Kind of like when a marketing person says they helped raise a company's revenue by $100,000 and the accountant chimes in that it didn't matter because it cost them $175,000 to do it?

That One Guy said...

exactly like that... or like when the "C" level management has compensation plans tied to quarterly stock price targets... they flush the future in order to get their target short term numbers, make the giant performance incentive hit their bank account, then leave the company (exercising their massive platinum parachute option) and buy a small island somewhere.

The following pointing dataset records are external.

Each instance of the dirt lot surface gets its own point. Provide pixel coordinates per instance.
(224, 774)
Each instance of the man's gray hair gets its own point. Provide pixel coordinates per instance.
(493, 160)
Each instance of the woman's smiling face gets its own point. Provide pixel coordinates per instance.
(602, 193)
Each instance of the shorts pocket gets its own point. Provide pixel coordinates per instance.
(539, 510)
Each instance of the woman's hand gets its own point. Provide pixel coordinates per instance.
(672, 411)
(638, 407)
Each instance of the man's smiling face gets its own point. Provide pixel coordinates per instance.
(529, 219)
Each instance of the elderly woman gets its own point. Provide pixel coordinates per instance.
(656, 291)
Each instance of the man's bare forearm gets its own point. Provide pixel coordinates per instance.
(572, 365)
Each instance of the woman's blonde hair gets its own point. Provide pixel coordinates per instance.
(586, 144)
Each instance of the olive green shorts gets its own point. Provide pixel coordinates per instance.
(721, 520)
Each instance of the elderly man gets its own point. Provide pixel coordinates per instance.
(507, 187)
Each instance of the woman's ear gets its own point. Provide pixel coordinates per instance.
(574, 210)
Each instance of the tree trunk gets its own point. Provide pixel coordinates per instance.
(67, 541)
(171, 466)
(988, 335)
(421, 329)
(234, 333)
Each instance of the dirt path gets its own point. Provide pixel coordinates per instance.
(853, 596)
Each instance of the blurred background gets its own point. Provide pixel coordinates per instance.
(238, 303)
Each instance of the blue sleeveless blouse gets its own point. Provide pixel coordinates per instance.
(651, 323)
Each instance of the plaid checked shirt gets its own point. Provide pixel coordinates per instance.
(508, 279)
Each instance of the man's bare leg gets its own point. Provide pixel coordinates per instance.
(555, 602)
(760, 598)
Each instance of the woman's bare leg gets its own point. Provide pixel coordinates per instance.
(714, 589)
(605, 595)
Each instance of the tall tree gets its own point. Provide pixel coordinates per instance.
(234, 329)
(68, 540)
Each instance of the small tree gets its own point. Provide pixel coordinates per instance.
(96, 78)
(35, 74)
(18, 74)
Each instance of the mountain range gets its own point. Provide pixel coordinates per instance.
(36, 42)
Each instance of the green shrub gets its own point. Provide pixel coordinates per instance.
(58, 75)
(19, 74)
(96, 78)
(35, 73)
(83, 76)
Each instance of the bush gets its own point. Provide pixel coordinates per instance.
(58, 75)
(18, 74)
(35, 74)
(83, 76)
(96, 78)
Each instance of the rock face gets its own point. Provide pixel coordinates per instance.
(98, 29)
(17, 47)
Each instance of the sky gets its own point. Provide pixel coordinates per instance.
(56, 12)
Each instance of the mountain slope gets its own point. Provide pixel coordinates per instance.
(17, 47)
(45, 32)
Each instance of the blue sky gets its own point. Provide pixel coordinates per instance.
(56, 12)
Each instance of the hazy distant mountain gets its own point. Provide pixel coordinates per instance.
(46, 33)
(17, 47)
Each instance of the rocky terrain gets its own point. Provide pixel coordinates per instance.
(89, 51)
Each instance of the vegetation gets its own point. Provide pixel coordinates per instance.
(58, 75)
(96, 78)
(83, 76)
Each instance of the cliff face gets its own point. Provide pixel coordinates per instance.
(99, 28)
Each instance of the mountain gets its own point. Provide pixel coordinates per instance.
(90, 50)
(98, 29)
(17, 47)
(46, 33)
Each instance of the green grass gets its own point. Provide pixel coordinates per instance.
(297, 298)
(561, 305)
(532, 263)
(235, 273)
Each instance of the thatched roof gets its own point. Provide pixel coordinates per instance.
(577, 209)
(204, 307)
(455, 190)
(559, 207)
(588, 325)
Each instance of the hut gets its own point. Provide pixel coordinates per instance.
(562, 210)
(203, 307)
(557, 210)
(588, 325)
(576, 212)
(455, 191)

Next year's number are somebody else's problem, not theirs.

Memphis Steve said...

I was working at a major US bank when this whole mortgage debacle was brewing. It was obvious from the inside that a disaster was on the horizon. And looking at the people in charge of that bank, and watching them leave to become leaders at other large banks, I was amazed that we haven't had a bigger disaster than this, and much sooner. They are mostly incompetent narcissists and crooks who care more about how expensive a person's wristwatch is than about ability to pay. As for regulations limiting the percentage of bad mortgages a bank is allowed before being nailed, they ignored that. And Fannie Mae and Freddy Mac didn't do jack crap about it. They didn't want to know. It's all a big network of buddies, winking and nodding at one another.